There's no question the pandemic has financially devastated millions of Americans, but — in a twist — it's also helped some bulk up their bank accounts. Forced to stay inside, where they don't have to pay for daily commutes, meals out and impulse shopping trips to Target, people are shoring up their savings.
Data just released by the Bureau of Economic Analysis shows that the personal savings rate in March was 27.6%, with saving exceeding $6 trillion. Over 80% of people entered this year with extra funds, according to Money’s own survey results, and many expect to splurge on trips, restaurants and bars in the coming months as society reopens.
Even if you've spent the past 14 months daydreaming about how you're going to blow your savings post-pandemic, you might hesitate when it actually comes time to swipe your card. It's your money, of course, but should you feel anxiety about using the cash you saved?
Here's what experts say about how to navigate a stress-free re-entry into normal spending.
Check your financial plan (and your feelings)
Amy Richardson, a certified financial planner with Schwab Intelligent Portfolios Premium, says that step No. 1 should be making sure your financial house is in order. She recommends you check on all aspects of your money life — how’s your emergency fund? Are you maxing out your 401(k)? Do you know what your short- and long-term goals are?
The idea is not only to get on top of things but also to put your mind at ease. If you've ticked all the boxes on your list, it may be easier for you to use some of the money you’ve been socking away.
Part of the reason you feel worried may be because you associate savings with security, according to Lauren Anastasio, a CFP with SoFi. As such, she adds, there’s “this fear of reverting back to a place where money is a scarce resource.”
Reflection could help in that sense, too, because it can surface your goals. Anastasio says you should have more than one goal — insurance and your emergency fund can fulfill your goal of feeling safe, for example, whereas concerts can fulfill your goal of enjoying your lifestyle.
You also have the power to change that lifestyle if you want. If there’s some pandemic habit you’ve developed that you really like, there’s no reason you can’t carry it forward.
“A lot of people have this expectation that there’s going to be this magical date when this pandemic is over and we’re going to revert back to life in 2019,” Anastasio says. “That doesn't have to be the case.”
Gradually get ready to spend again
On some level, though, you do need to be mentally prepared for your spending to change once you — gradually — begin leaving the house on the reg again. To get yourself into the right headspace, clinical psychologist and financial coach Patricia Fox recommends you map out the expenses associated with quote-unquote ordinary life.
“Have that as specific as you can make it for that first month,” she says. “The goal is to see it on paper to reduce the shock.”
This will also help bring out some of your post-pandemic priorities. Having a healthy relationship with money is crucial, Richardson says. You should strive to save with intention, and you should give yourself permission to spend with purpose, as well.
“I think about having dinner with family and friends and those fabulous conversations and planning vacations — this is how we fuel our tanks, with the emotional side of the world we haven't had as much,” Richardson says. “You have to find the joy and pleasure in treating yourself to things you haven't done in a while.”
Does that mean you should run out and blow $1,000 on front-row Harry Styles tickets? No. But you don’t need to freak out if you choose to tap into the savings account you’ve shored up for a $100 seat.
Slow and steady wins the race here.
“It’s incrementally stepping back into the new norm and doing things in bite-sized chunks,” Richardson says. “Not only is it OK, it’s healthy, and I would say enjoy it.”
Remember: There's no shame in spending
You don’t need to panic about spending more money when the world opens up again. Rather, use it as an opportunity to check in on the progress you've made toward your financial goals.

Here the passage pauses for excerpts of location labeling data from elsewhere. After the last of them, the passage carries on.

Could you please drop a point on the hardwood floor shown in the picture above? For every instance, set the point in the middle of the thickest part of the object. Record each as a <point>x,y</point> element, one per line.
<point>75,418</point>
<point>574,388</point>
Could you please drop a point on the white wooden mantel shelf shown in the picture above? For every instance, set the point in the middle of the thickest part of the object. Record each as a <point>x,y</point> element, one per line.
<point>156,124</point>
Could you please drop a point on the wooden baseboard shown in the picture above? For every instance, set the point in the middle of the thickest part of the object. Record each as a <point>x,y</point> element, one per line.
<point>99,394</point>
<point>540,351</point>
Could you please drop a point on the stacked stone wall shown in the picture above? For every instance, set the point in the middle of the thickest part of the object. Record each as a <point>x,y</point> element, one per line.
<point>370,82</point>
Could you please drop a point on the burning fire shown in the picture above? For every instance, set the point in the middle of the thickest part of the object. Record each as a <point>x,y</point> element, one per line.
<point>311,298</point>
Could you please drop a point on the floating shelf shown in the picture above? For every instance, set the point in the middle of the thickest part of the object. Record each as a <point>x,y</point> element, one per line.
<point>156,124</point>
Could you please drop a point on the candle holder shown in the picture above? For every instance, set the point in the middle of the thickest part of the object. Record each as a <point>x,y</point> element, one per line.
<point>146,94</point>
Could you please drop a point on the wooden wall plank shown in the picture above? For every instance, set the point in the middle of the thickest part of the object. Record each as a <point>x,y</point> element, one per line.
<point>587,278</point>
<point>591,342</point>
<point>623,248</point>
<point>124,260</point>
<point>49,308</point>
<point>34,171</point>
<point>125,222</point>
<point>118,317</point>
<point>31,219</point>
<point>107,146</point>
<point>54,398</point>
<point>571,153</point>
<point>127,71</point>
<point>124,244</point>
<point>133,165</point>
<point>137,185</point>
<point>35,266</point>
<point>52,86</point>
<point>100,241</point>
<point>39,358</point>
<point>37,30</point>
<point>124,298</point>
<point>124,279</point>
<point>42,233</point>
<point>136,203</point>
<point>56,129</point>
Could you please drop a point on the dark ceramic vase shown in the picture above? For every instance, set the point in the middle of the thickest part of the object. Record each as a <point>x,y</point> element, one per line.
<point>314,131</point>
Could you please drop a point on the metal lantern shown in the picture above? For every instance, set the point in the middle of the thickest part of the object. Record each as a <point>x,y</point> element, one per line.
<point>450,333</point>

Moving forward, you may want to avoid throwing all your savings into one pot and instead spread it across separate accounts. One account can be your designated emergency fund, another your Christmas gifts fund, another your 2022 concert fund, and so on.
Anastasio says this should help maintain that feeling of financial security while avoiding emotional upheaval.
“When we're able to tie our goals with specific balances that we have, it does make it a little bit easier to understand when that transaction happens,” she adds. “The money is fulfilling its destiny — it’s not that you're sacrificing your security, touching something you shouldn't or putting yourself in an uncomfortable position.”